Afaik, this s3 is not on aws at all. Instead, we used CEPH (https://www.redhat.com/en/technologies/storage/ceph). But should be similar to what EBI is using s3.embassy.ebi.ac.uk/idr-upload... @prete any ideas?

joshmoore commented 2 years ago

I assume then that we will need to start using our own s3filesystem. See https://imagesc.zulipchat.com/#narrow/stream/212929-general/topic/ome-zarr.20basics.3A.20writing.20.20to.20s3/near/281819192 for a related conversation. Would be good to know how much time/space uploading directly will get you to know how important it is to prioritize this.

BioinfoTongLI commented 2 years ago

I see - it is currently not the most urgent task. nextflow can do the push and works fine with our CEPH storage. The cost is that we need to duplicate the data before the push. Tho, this might be an issue when it comes to the real atlas dataset (100 + whole embryo images). Let's priotize this in the next milestone.

prete commented 2 years ago

Afaik, this s3 is not on aws at all. Instead, we used CEPH (https://www.redhat.com/en/technologies/storage/ceph). But should be similar to what EBI is using s3.embassy.ebi.ac.uk/idr-upload...

Indeed it's Ceph's rados gateway. Note: aws that Josh used is the awscli tool that can also talk to S3 compatible storages (like our "Sanger S3"). Think of it as a s3cmd alternative for you.

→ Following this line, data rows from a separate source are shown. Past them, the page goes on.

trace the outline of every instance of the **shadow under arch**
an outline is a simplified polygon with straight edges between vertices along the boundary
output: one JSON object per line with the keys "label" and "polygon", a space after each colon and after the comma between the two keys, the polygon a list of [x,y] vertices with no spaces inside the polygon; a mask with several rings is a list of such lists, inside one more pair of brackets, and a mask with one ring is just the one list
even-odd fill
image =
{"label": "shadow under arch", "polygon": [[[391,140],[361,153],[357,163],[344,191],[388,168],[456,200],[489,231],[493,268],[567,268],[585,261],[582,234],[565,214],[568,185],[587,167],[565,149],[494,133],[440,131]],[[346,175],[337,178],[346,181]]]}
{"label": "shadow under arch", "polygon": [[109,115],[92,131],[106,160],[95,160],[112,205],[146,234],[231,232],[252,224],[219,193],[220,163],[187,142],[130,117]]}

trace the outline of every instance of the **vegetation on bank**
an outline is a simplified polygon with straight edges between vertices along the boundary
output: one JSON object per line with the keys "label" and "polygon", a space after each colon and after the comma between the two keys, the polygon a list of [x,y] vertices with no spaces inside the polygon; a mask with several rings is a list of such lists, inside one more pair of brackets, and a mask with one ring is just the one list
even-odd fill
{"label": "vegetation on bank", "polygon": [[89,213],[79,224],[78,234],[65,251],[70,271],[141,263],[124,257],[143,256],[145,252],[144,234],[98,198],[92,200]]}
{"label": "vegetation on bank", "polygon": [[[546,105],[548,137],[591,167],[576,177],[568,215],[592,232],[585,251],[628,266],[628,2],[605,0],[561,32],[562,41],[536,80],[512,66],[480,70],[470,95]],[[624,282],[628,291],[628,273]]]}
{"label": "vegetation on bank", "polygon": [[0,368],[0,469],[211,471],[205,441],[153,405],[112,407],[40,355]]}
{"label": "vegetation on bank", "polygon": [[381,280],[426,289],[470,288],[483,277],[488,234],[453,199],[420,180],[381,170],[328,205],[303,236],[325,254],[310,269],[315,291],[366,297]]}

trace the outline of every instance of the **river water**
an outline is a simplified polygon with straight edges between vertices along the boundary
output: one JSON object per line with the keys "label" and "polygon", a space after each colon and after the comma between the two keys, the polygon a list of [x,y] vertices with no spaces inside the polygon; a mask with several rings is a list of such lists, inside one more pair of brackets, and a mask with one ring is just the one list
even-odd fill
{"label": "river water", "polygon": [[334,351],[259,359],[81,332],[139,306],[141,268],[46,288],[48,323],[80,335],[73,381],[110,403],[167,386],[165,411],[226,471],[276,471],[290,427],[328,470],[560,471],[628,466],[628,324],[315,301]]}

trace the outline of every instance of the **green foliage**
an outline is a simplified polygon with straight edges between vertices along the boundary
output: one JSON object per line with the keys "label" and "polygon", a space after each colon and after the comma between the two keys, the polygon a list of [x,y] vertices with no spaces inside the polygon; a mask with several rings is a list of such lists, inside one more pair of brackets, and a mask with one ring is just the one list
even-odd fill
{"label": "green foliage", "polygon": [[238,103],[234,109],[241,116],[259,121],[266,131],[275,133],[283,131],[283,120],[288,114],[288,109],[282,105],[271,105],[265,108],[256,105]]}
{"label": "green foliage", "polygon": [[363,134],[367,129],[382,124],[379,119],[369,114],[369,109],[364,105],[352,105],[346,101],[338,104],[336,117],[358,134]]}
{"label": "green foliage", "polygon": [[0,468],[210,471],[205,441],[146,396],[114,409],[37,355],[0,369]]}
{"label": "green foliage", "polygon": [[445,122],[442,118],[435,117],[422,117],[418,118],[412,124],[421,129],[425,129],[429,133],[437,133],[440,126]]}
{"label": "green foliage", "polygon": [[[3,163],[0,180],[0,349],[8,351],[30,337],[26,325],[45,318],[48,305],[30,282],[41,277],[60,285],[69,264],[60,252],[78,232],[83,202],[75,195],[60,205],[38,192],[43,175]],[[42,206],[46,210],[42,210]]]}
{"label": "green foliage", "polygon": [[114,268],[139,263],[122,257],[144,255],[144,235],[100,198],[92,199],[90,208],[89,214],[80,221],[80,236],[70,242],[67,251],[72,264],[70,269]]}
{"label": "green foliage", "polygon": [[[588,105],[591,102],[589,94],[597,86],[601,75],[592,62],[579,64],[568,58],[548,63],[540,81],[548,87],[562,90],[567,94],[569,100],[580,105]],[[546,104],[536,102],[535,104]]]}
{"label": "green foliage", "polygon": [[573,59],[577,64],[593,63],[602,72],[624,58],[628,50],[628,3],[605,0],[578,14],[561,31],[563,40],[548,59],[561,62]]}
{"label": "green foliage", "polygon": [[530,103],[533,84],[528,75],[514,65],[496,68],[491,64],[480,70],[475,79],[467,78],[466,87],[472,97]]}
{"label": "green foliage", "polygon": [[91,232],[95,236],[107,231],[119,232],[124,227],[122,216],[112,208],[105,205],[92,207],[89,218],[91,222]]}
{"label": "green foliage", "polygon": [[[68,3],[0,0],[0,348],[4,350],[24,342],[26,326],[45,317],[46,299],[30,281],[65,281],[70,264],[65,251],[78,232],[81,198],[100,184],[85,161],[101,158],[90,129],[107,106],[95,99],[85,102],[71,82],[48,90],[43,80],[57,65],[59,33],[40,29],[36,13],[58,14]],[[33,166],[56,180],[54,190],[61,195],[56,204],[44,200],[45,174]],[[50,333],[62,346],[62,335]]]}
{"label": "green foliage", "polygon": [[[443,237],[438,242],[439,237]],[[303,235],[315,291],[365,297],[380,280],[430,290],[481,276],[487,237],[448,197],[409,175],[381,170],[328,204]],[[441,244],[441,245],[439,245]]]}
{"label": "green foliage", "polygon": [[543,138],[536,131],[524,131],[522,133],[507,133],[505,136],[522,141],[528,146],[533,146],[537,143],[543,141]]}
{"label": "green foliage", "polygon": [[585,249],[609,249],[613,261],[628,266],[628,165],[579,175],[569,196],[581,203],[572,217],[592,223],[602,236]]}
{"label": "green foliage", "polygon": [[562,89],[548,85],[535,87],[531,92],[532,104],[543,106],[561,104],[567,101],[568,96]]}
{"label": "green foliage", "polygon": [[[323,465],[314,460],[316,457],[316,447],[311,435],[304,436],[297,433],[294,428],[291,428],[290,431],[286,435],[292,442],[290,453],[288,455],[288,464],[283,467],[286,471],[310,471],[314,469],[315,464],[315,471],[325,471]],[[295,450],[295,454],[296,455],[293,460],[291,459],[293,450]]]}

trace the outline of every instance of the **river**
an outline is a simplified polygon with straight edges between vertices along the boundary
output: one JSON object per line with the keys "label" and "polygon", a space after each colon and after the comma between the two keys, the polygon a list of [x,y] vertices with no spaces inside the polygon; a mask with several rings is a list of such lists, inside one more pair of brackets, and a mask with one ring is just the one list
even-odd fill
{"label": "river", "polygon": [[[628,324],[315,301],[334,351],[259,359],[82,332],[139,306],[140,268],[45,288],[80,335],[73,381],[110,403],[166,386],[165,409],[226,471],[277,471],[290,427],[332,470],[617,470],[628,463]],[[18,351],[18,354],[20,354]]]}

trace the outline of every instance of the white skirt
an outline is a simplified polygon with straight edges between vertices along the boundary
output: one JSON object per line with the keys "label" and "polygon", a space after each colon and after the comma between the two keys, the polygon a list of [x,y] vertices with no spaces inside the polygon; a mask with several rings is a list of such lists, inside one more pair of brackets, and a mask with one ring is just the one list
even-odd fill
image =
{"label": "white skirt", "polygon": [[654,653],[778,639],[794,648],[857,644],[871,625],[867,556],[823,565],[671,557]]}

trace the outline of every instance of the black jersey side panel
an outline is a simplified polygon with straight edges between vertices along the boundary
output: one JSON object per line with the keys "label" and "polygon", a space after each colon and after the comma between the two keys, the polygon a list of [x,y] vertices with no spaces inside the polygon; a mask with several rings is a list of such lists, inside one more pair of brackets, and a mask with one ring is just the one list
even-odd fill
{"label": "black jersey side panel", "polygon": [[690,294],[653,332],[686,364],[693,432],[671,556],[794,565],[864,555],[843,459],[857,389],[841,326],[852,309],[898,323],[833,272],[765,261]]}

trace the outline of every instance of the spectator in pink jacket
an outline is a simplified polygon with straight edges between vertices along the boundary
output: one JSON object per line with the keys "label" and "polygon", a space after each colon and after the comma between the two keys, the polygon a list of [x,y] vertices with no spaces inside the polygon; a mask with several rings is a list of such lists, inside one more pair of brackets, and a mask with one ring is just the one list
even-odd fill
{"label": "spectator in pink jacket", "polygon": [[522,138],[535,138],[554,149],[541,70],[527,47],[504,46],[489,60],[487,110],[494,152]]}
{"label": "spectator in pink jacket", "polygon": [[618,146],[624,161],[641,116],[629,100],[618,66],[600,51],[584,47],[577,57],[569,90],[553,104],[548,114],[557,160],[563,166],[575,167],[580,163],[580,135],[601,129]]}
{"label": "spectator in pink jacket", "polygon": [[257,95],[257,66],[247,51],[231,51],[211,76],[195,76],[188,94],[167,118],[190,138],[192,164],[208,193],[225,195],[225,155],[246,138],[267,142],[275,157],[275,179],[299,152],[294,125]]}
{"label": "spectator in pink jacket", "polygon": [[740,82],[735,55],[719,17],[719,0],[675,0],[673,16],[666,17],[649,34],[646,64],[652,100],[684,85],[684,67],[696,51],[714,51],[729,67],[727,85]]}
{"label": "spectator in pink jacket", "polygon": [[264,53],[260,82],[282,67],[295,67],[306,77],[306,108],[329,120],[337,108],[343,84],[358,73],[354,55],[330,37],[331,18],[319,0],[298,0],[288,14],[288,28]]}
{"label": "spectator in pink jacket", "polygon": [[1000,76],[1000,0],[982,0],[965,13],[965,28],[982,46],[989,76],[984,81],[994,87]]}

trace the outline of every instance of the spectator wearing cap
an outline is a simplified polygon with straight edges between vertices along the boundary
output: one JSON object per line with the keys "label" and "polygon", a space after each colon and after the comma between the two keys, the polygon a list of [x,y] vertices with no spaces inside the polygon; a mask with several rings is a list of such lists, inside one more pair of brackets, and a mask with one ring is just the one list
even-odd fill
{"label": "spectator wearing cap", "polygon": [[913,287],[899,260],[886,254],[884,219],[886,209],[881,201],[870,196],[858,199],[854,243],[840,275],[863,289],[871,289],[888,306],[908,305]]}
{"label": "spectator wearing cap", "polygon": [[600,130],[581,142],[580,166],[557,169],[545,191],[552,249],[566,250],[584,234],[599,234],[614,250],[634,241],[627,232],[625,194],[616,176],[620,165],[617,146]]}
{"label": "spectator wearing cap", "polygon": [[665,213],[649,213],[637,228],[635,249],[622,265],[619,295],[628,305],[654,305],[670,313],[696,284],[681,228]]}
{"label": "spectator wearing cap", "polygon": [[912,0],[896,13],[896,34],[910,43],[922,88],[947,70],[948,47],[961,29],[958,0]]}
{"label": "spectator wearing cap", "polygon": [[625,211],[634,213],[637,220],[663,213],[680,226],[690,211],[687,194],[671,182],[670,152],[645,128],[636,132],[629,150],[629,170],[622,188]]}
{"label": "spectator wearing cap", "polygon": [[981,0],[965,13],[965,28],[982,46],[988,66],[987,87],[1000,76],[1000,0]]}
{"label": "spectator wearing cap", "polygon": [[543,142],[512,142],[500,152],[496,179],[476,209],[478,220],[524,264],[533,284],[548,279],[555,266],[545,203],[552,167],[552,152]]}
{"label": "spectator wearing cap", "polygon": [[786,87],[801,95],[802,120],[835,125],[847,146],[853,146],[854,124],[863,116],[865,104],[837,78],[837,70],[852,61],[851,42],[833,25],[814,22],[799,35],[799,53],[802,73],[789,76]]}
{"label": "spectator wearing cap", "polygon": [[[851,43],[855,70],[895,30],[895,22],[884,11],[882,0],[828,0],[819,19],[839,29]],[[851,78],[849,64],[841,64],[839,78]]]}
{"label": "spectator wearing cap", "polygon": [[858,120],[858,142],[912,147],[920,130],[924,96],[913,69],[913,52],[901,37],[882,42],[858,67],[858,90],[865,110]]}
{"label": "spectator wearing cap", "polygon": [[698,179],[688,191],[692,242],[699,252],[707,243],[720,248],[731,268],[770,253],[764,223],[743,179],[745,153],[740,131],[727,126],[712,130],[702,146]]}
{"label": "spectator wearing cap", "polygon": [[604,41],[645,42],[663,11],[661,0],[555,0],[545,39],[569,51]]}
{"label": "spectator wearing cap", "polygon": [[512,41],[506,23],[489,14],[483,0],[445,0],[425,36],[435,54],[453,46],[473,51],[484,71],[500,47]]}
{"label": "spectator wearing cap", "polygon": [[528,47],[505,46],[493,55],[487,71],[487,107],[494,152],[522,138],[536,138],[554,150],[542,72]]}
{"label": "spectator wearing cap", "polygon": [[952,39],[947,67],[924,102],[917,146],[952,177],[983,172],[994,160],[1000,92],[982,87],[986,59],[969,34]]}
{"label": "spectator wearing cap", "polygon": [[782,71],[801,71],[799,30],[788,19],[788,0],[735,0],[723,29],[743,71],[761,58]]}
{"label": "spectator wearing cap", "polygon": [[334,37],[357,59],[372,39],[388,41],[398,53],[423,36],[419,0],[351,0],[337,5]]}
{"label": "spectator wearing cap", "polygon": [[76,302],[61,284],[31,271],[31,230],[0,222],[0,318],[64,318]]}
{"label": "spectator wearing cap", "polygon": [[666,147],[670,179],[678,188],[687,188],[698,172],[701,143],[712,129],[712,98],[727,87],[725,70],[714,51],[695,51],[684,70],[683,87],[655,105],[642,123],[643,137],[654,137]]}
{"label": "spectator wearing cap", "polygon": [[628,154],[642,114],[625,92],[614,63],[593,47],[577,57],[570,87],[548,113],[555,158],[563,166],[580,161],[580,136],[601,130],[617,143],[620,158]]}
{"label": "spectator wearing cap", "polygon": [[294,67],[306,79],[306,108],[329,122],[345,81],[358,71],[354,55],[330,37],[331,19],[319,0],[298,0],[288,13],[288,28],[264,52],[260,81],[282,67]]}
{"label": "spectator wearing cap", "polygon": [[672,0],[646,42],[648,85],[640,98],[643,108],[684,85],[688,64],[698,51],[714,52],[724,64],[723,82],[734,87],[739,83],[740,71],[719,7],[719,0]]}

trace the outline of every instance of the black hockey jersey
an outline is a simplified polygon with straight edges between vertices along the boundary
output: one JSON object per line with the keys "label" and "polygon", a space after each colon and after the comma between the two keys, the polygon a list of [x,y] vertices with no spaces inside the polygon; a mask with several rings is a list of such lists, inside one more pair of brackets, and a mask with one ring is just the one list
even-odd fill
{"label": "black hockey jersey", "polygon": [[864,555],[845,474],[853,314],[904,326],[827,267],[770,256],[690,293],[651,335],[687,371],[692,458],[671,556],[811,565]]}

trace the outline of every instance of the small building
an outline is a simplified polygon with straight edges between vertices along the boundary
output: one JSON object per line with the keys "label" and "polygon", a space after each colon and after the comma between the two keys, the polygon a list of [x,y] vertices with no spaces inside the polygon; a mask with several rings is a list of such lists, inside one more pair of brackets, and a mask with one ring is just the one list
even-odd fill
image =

Uploading from bioformats2raw should work like this for you:

bioformats2raw \
    --output-options "s3fs_access_key=${accessKey}|s3fs_secret_key=${secretKey}|s3fs_path_style_access=true" \
    ${image} \
    s3://cog.sanger.ac.uk/webatlas/deleteme/

Keep in mind that uploading straight to S3 will slow down the process, because uploading is slower than disk I/O. But, like you said, won't duplicate the data and you won't have to copy it afterwards... so it's up to you!

BioinfoTongLI commented 2 years ago

Thanks @prete! Interestingly your syntax works.... I am pretty sure the original authentification version works as well, since I do have files created by bioformats2raw. But it seems that passing them through output-options is the right way.

@joshmoore worth an issue to glencoe?

joshmoore commented 2 years ago

My best guess is that s3://cog.sanger.ac.uk/webatlas vs. s3://webatlas.cog.sanger.ac.uk/. All this comes down to the fact that the S3 "standard" is a far cry from POSIX. You can open an issue on bioformats2raw but this is more a question of the underlying FileSystem implementation -- https://github.com/lasersonlab/Amazon-S3-FileSystem-NIO2 -- and if you look at the upstream repo issues (https://github.com/Upplication/Amazon-S3-FileSystem-NIO2/issues) you'll see that the latest one is "is this dead?". I've brought this up a few times on image.sc. Ultimately, we will likely need to work on a single implementation as a community.

BioinfoTongLI commented 1 year ago

All seems to be working fine. Closing this for now. Reopen if needed.